PS5 cracked.. So nice, so good.

 

[MasterJ360]

I swear I love this man. Hes a hero to the scene regardless what ppl think or say.

 

[PatrickD85]

Well that was kinda unexpected, but cool .. let's monitor this development and see what comes from it.

 

[codezer0]

So this works for bd games on PS3 as well?

Also, considering it's still impossible to even source a PS5, I fully expect Sony to block this exploit on those as quickly (and sneakily) as possible.

 

[Esdeath]

Wow, going back to burned game discs, classy. Ngl, this is hella nostalgic

 

[AngryCinnabon]

I had to update my PS5 because my family uses it (which I respect because they helped buy it.) But this is still really awesome!

 

[Marc_LFD]

I wonder what FW my PS5 is on. I've had it for months and never taken it out of the box yet. Haha.
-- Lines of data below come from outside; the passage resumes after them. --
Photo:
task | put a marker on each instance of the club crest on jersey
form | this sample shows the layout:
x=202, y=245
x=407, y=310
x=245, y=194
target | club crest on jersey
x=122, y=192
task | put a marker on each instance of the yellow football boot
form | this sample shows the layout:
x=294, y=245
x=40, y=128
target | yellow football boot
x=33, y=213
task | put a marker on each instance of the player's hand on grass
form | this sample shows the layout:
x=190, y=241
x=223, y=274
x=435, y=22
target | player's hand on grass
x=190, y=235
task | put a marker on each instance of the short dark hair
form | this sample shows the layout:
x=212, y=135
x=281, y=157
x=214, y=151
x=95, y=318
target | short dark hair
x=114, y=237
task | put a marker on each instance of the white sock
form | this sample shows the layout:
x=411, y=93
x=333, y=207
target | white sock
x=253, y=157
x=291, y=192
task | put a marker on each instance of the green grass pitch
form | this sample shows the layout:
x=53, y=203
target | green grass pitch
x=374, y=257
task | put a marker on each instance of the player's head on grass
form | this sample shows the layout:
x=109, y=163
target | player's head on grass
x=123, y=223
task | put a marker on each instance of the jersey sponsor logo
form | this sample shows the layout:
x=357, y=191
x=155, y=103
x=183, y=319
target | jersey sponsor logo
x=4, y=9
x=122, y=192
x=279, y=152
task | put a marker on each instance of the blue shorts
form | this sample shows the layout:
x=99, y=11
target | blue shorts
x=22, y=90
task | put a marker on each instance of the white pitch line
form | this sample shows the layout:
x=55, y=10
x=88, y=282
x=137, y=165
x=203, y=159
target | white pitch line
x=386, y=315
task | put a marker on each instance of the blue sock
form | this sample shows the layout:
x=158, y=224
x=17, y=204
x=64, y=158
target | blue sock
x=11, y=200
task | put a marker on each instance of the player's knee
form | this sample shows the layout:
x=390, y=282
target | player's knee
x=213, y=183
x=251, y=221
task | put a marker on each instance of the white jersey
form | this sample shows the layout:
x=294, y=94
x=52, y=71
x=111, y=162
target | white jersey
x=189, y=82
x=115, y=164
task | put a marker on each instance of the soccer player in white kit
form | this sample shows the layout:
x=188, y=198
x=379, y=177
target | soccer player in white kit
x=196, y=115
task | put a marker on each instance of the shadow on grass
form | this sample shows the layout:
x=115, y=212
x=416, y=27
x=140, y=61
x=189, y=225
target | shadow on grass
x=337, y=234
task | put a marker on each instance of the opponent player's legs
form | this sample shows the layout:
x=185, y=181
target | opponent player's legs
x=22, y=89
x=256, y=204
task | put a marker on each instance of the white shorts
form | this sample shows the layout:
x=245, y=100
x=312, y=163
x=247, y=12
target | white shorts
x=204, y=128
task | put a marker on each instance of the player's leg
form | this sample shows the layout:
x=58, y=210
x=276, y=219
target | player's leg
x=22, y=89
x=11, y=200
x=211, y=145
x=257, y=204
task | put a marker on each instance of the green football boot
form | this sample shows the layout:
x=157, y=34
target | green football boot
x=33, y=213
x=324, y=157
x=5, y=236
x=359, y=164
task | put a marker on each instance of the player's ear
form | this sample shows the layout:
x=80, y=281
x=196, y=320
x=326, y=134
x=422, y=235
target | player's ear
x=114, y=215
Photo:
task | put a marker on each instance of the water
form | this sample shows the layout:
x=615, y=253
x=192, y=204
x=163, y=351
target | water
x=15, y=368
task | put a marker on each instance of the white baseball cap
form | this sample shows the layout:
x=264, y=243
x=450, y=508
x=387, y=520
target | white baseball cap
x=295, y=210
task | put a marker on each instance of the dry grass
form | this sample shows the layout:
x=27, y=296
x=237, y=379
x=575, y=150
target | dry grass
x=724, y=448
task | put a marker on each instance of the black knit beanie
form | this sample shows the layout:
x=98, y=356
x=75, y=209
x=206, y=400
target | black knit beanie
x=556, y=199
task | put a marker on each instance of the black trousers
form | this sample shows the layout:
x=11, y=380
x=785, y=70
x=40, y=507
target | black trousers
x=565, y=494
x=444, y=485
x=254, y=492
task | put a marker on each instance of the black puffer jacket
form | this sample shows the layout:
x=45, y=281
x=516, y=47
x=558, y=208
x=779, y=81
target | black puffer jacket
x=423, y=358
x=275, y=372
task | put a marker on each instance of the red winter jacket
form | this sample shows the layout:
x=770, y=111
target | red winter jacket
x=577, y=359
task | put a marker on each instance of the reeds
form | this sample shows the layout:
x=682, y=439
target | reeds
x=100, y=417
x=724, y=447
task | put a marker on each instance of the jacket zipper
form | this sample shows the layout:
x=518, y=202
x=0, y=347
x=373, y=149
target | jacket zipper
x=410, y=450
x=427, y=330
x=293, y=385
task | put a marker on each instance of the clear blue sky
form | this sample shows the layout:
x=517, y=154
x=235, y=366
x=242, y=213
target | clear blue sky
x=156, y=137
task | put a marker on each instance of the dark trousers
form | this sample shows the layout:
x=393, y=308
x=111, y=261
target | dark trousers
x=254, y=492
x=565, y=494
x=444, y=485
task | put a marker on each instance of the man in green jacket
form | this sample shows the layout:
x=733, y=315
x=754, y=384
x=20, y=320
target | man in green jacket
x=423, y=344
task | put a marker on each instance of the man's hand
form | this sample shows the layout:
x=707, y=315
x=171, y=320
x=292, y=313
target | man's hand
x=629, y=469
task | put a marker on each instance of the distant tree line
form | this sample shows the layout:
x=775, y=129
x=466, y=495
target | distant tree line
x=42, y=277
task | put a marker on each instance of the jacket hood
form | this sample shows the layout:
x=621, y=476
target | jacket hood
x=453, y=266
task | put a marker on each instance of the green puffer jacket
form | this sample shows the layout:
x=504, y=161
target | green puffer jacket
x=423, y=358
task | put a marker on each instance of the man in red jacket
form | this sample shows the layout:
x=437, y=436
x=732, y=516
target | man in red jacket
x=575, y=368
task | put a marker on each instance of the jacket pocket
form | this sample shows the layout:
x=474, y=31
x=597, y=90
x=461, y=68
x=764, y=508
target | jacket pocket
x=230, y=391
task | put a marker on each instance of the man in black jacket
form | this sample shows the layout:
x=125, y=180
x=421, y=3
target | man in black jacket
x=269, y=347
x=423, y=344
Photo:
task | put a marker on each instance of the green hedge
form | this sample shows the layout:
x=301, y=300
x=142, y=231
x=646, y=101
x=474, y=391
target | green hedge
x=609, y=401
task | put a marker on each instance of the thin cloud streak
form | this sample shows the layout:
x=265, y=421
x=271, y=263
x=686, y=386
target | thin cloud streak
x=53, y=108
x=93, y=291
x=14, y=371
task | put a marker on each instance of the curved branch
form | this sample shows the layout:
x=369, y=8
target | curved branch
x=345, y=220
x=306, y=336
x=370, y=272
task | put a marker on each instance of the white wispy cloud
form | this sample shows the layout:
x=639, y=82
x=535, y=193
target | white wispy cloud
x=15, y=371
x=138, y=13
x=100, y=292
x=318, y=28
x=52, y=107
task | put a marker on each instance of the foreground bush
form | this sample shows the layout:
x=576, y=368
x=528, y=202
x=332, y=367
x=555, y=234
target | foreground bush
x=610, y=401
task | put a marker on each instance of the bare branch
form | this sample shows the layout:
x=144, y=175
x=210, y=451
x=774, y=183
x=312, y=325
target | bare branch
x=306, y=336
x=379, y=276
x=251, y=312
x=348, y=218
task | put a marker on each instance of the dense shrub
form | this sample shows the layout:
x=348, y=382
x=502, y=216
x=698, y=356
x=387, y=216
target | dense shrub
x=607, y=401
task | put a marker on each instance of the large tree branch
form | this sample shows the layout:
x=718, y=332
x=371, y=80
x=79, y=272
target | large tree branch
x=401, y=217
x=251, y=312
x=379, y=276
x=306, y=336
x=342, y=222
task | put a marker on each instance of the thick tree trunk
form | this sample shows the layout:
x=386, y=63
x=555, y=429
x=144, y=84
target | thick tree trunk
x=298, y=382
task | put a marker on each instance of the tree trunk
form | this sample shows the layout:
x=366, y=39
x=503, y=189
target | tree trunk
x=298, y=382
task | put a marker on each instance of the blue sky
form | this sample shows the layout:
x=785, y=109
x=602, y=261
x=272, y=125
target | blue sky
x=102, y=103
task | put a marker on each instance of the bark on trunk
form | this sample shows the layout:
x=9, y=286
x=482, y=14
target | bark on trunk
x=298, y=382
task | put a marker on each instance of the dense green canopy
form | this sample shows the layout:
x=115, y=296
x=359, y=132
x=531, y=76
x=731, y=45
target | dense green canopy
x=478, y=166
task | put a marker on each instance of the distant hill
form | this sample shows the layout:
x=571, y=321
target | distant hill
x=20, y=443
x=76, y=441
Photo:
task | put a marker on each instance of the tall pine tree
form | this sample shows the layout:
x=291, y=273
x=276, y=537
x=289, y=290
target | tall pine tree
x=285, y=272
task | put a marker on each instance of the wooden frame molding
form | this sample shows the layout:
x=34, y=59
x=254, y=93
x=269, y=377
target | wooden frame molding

It's not connected to the internet so you're safe it didn't automatically update.

Most sellers selling their PS4 or PS5 think having the latest firmware is a good idea. It actually devalues if a buyer is looking for a specific FW.

 

[Marc_LFD]

If he releases the exploit. The scene will be back on fire. Backup disks market will be alive again in a lot of countries!!

I guess people will be selling backup copies of PS5 games now. Good to be back to the PS1 and PS2 days.

You fellas not thinking they'll sell on eBay, right? Because those listings would be taken down due to being piracy.

Welp Blue ray drives are either 25gb or 50gb(super expensive). What games will fit there?

PS5 may use a mix of BD25/BD50 (number indicates the amount of GBs), but it's advertised as using UHD discs which are like 100GB.

good luck finding one that isn't a scalper

Back to burning games on expensive discs and having to buy an expensive UHD Disc Burner? I wouldn't.

 

[Valwinz]

cant wait for them not to release it

 

[MikaDubbz]

cant wait for them not to release it

Man this guy is always such a bummer. Even if your outcome is true, why not let people just be excited for a minute.